13 Nov Everything You Need to Know About Radiating Back Pain
Back pain can be a pain in the butt, literally. It also creates pain throughout the upper back and shoulders. Radiating back pain is especially troublesome as it “radiates” throughout the back and causes great discomfort. Understanding the nature of radiating back pain, however, can help you to better treat and prevent it.
What is Radiating Back Pain
Often when the human body experiences pain, that pain stays in one part of the body. However, there are times when that pain can radiate throughout parts of the body. This means that the pain moves from one part of the body to others.

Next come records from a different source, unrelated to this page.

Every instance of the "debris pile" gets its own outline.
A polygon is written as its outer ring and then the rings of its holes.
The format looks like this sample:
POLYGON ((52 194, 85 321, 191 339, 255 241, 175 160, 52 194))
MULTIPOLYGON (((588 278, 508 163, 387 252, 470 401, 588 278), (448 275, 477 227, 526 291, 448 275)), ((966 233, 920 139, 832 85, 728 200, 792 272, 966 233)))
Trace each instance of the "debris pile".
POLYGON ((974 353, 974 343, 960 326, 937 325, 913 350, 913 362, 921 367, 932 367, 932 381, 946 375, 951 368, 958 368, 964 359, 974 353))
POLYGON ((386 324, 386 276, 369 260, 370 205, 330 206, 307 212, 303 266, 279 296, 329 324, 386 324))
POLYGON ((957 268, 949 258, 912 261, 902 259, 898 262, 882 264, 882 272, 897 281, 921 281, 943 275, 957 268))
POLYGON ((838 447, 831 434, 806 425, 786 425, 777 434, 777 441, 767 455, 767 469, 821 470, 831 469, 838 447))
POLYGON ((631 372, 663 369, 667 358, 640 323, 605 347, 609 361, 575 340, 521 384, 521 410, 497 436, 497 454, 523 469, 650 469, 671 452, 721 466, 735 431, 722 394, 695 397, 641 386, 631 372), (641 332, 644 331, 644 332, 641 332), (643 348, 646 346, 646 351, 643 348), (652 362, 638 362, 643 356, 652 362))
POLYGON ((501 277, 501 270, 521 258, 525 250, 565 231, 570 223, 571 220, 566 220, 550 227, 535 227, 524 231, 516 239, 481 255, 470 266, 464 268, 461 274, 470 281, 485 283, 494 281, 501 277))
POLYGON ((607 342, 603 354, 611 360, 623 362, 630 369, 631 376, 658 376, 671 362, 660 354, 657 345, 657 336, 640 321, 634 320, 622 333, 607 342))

Radiating back pain can occur in the upper or lower back. When it occurs in the lower back, it often radiates down into the groin. Similarly, radiating back pain can reach all the way up into the shoulders.
Categories of Radiating Pain
There are five categories of risk for radiating pain:
- Low risk which can be treated using over-the-counter pain medications, stretching exercises, and even meditation
- Low-medium risk which sometimes requires stronger, prescription pain medication and more intensive exercises
Medium risk which might require hospitalization in addition to prescription medication
Medium-high risk which requires immediate medical attention to avoid a life-threatening situation
High risk which is life-threatening and may require a short- or long-term stay within an Intensive Care Unit (ICU)
Lower Back Pain Radiating to Groin
The lower back begins at the bottom of the rib cage and stretches down to the tail bone, right above the buttocks. Sometimes pain can radiate throughout this region. There are a number of reasons for lower back pain radiating to the groin including:
- Muscle strain and tears
- Compression of various nerves caused by sitting for extended periods of time
- Pinched nerves
- Herniated disks
- Lesions on the nerves
- Sports injuries
- Compression fractures
- Other medical conditions
Upper Back Pain Radiating to Shoulder
Radiating back pain can also occur in the upper back. The upper back includes the area above the rib cage to the bottom of the neck. This includes the shoulders. Arthritis, lesions, injuries, herniated disks, pinched nerves, and many other conditions which lead to radiation lower back pain can also lead to upper back pain radiating to the shoulder.